Hang Lu, PhD (Georgia Institute of Technology, Chemical and Biomolecular Engineering), Advisor

Gordon Berman, PhD (Emory University, School of Biology)

Daniel Goldman, PhD (Georgia Institute of Technology, School of Physics)

Patrick McGrath, PhD (Georgia Institute of Technology, School of Biology)

Mark Styczynski, PhD (Georgia Institute of Technology, Chemical and Biomolecular Engineering) 

 

Tools for Behavioral Phenotyping of C. elegans

 

Animal behavior is critical to survival and provides a window into how the brain makes decisions and integrates sensory information. A simple model organism that allows researchers to more precisely interrogate the relationships between behavior and the brain is the nematode C. elegans. However, current phenotyping tools have technical limitations that make observing, intervening in, and quantifying behavior in diverse settings difficult. In this thesis, I develop enabling technological systems to resolve these challenges. To address scaling issues in observation and intervention in long-term behavior, I develop a platform for long-term continuous imaging, online behavior quantification, and online behavior-conditional intervention.
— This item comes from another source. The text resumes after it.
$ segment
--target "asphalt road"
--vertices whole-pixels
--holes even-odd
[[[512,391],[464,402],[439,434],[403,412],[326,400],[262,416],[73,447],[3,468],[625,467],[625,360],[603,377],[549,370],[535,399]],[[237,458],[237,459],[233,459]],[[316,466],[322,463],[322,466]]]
I show that this tool is easy to build and use and can operate in an automated fashion for days at a time. I then use this platform to understand the consequences of quiescence deprivation to C. elegans health. To quantify complex animal postures, and plant and stem cell aggregate morphology, I develop an app to enable fast, versatile and quantitative annotation and demonstrate that it is both ~ 130-fold faster and in some cases less error-prone than state-of-the-art computational methods. This app is agnostic to image content and allows freehand annotation of curves and other complex and non-uniform shapes while also providing an automated way to distribute annotation tasks. This tool may be used to generate ground truth sets for testing or creating automated algorithms. Finally, I quantify C. elegans behavior using an automated and bias-free quantitative analysis and map the worm’s behavioral repertoire across multiple physical environments that more closely mimic C. elegans’ natural environment. From this analysis, I identified subtle behaviors that are not easily distinguishable by eye and built a tool that allows others to explore our video dataset and behaviors in a facile way.  I also use this analysis to examine the richness of C. elegans behavior across selected environments and find that behavior diversity is not uniform across environments. This has important implications for choice of media for behavioral phenotyping, as it suggests that the appropriate media choice may increase our ability to distinguish behavioral phenotypes in C. elegans.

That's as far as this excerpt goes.